Дед Филипп согласно кивал головой и лез в карман за папиросами.
Было у Ивана Прокофьевича спокойно, как в лодке, плывущей по широкой тихой реке. Бормотала вода за бортом, шелестели береговые камыши, и всё было новым, и каждый километр пути менял пейзаж.
Иван Прокофьевич не спеша приобщал меня к лесу. Сначала разговорами, короткими, под вечер, под туман, под дождь. О траве, какая какое назначение имеет, чем отличается от других. После я узнал, что был он лучшим сборщиком лекарственных трав в районе. До знакомства с ним я думал, что о лесе знаю всё. Эка невидаль — лес! Но я, если сравнить мои знания со знаниями Ивана Прокофьевича, не знал ровно ничего.
Несколько раз он брал меня с собой. Я с охотой соглашался. С таким человеком, как он, в лесу было заманчиво и интересно. Мы ходили, не спешили. Иван Прокофьевич зорко всматривался в каждую былинку, цветок, куст, целебные травы, которыми можно отогнать болезни. Он и родничок в лесу, в овражке, знает, где можно утолить жажду, посидеть на поваленном дереве, переплетённом диким хмелем, и полянку давно облюбованную найдёт с нужной травой. По образу поведения насекомых узнает, где и что растёт.
Старик брал траву или ягоду и приговаривал:
— Эту зверю лесному оставим. Эту себе возьмём. А эту на приплод пустим.
Он знал лес, как свой огород. Знал, когда упало дерево. Сколько лет стоит сушина. Какая будет ягода в этом году и сколько. Он находил едва приметные тропинки, рассматривая паутину, поглядывая на солнце. Завяжи ему глаза, он и при помощи одних рук нашёл бы обратный путь.

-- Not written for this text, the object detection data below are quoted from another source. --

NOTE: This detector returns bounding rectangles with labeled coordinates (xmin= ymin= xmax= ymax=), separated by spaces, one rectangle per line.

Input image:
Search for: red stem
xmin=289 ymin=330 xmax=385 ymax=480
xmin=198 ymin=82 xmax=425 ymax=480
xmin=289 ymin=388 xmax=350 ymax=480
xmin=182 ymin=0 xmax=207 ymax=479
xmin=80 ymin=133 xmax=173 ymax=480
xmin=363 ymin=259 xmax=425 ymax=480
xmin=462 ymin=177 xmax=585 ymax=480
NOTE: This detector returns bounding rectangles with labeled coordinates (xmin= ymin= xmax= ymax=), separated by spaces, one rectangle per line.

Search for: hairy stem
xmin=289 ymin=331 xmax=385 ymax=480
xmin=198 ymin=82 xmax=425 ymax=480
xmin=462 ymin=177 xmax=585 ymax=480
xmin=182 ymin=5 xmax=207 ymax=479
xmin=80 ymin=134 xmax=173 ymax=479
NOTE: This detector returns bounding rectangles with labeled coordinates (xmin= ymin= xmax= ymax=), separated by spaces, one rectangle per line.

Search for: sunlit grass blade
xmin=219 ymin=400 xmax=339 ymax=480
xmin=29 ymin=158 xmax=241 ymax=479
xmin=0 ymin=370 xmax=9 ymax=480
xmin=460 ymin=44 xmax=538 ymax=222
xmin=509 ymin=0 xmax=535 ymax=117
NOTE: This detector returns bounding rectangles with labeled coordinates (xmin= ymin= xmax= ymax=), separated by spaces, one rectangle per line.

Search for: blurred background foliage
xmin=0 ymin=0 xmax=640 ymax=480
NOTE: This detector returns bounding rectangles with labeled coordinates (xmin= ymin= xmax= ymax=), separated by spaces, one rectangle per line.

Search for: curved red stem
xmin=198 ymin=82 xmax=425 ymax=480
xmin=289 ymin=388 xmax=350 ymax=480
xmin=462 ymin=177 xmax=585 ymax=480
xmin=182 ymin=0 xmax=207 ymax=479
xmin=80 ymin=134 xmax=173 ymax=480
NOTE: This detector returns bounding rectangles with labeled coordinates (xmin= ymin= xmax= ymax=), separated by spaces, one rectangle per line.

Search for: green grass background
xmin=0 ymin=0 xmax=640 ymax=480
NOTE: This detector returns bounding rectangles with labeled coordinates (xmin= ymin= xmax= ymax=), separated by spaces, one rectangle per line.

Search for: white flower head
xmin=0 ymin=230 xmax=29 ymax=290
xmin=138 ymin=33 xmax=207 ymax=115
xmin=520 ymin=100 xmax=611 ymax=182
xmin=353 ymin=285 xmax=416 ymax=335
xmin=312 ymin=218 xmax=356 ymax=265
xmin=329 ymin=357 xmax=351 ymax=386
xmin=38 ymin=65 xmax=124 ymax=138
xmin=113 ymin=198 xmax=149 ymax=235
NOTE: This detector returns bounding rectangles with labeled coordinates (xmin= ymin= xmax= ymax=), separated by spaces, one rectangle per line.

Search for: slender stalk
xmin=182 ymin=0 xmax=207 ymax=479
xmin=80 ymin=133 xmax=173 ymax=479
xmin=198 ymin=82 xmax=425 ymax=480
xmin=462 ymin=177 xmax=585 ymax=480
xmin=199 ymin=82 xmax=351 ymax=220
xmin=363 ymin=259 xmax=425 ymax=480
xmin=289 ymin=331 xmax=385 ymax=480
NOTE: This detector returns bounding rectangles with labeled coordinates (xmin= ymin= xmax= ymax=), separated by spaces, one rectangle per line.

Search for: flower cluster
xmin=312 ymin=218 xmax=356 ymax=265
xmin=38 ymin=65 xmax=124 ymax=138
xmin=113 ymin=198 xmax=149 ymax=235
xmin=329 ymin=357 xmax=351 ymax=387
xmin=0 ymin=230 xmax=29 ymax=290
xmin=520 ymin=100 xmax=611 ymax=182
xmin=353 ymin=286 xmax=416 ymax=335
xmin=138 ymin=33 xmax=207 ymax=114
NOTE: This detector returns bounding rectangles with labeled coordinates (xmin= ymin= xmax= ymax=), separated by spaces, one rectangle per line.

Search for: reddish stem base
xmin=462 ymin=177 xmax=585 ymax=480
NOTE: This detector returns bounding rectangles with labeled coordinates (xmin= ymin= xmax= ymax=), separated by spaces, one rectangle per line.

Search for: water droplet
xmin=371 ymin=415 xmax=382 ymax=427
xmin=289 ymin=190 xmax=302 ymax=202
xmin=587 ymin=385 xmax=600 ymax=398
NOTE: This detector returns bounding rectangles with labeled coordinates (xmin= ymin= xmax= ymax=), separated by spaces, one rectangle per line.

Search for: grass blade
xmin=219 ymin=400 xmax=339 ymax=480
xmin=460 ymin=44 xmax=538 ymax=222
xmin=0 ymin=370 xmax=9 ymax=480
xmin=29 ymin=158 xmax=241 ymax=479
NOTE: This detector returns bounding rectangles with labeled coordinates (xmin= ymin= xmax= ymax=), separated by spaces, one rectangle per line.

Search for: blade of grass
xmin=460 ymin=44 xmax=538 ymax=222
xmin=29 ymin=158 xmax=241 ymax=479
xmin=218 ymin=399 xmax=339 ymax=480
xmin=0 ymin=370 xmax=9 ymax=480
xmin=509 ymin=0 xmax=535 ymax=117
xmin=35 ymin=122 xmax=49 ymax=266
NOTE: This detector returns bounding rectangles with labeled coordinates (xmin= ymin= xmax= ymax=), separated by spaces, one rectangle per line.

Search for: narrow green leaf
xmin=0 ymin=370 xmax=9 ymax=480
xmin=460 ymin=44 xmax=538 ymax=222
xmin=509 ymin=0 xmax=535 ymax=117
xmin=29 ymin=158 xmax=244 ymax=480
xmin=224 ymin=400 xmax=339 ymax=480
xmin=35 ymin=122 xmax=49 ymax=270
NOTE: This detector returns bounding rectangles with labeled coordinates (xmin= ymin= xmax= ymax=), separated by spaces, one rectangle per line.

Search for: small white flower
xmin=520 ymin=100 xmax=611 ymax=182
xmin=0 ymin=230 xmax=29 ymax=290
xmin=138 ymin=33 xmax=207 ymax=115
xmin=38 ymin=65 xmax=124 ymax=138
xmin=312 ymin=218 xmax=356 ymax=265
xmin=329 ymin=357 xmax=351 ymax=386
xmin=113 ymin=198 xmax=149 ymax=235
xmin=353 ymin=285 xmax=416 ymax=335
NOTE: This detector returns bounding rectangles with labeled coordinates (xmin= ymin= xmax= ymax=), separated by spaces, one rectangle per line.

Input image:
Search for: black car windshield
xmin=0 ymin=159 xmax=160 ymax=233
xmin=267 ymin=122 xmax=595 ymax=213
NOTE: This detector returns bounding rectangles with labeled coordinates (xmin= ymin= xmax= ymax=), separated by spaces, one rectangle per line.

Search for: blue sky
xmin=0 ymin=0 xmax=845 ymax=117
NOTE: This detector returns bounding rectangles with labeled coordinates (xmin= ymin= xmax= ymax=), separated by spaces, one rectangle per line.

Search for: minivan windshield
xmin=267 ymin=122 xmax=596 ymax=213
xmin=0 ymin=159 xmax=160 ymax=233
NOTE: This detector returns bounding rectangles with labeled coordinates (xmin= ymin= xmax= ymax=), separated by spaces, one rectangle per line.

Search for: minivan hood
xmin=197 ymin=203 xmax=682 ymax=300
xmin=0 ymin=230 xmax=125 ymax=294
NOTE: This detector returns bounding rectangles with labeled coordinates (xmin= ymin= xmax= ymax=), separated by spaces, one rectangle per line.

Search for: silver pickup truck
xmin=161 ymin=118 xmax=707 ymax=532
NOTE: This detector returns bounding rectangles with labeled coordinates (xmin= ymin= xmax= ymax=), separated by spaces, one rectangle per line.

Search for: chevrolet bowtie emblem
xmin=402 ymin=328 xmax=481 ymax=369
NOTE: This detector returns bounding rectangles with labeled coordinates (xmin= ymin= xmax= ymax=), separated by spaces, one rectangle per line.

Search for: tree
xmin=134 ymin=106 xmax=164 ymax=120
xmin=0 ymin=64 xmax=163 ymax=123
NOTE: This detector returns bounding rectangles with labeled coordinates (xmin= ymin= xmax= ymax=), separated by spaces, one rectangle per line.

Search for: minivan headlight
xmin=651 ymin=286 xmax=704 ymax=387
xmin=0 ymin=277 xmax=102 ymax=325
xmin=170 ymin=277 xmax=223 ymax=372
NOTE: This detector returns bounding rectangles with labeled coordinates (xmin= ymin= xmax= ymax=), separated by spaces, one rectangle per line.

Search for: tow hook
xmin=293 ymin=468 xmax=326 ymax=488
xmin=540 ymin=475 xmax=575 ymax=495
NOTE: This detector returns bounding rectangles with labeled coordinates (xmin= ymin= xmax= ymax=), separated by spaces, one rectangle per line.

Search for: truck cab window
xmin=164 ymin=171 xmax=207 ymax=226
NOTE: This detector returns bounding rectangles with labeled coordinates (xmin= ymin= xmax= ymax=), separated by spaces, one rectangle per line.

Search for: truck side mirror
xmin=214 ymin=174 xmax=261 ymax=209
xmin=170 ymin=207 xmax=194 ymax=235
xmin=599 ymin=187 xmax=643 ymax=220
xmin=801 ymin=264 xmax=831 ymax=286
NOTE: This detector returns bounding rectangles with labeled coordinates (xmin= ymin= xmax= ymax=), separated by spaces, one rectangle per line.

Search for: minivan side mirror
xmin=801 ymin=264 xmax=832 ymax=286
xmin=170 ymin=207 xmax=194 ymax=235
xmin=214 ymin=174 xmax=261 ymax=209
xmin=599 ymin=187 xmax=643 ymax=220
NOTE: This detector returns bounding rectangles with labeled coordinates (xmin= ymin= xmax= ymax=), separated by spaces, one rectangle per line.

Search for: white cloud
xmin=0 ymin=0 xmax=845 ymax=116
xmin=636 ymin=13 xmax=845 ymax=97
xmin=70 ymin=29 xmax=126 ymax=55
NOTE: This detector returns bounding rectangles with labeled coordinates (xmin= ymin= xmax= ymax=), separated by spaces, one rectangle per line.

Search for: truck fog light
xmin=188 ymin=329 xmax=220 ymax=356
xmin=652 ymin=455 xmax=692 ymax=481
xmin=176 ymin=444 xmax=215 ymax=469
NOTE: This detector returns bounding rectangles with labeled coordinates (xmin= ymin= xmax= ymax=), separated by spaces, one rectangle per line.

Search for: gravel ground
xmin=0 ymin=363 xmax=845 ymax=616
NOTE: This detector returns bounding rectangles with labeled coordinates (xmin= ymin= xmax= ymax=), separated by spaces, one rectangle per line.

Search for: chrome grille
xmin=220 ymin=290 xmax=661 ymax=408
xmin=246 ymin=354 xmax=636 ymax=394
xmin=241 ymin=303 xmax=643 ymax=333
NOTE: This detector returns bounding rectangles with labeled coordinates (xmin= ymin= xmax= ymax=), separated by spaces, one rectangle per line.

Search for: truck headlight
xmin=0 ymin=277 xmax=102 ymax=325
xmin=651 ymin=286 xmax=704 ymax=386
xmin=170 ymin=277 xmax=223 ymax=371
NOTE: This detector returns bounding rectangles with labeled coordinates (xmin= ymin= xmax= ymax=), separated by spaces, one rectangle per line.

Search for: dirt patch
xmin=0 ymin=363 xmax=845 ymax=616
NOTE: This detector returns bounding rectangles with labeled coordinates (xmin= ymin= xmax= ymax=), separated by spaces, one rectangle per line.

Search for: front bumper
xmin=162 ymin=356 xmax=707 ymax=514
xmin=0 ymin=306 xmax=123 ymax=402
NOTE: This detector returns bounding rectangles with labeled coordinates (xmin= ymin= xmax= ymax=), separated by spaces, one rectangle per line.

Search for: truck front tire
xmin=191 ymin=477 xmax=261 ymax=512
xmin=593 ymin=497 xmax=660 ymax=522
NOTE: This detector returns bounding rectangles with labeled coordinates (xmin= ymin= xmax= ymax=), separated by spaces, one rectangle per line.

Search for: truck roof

Весь лес у него был разбит на квадраты, или кварталы, по его — делянки. В деревне люди зачастую не знают, где у них север, где юг. У них свои названия полей, лесов, болот, помогающие ориентироваться в повседневной жизни. Иван Прокофьевич тоже ориентировался на них, но к деревенским обозначениям урочищ прибавил массу собственных. У него было, к примеру, Заячье болото, где в изобилии росла клюква, низкое место под названием совсем противоположным — Холмы, где он собирал бруснику. В Боровиках росли белые, на Чернядьеве зрела малина, за Клином — собирай орехи.
Бывая с Иваном Прокофьевичем в лесу, я быстро убедился в одном. Он приходил с полными корзинами грибов или ягод не столько от того, что знал места. Это играло существенную роль. Но больше влияло на это другое: он умел собирать всё — и траву, и малину, и орехи, и грибы. Одному ему присущим чувством он догадывался, где должен быть гриб. Это отработалось наблюдениями и практикой. Он чувствовал и находил. И не один — десяток. В лесу об был медлителен до крайности, я до крайности спешил, я приходил с пустыми руками, он — с грибами.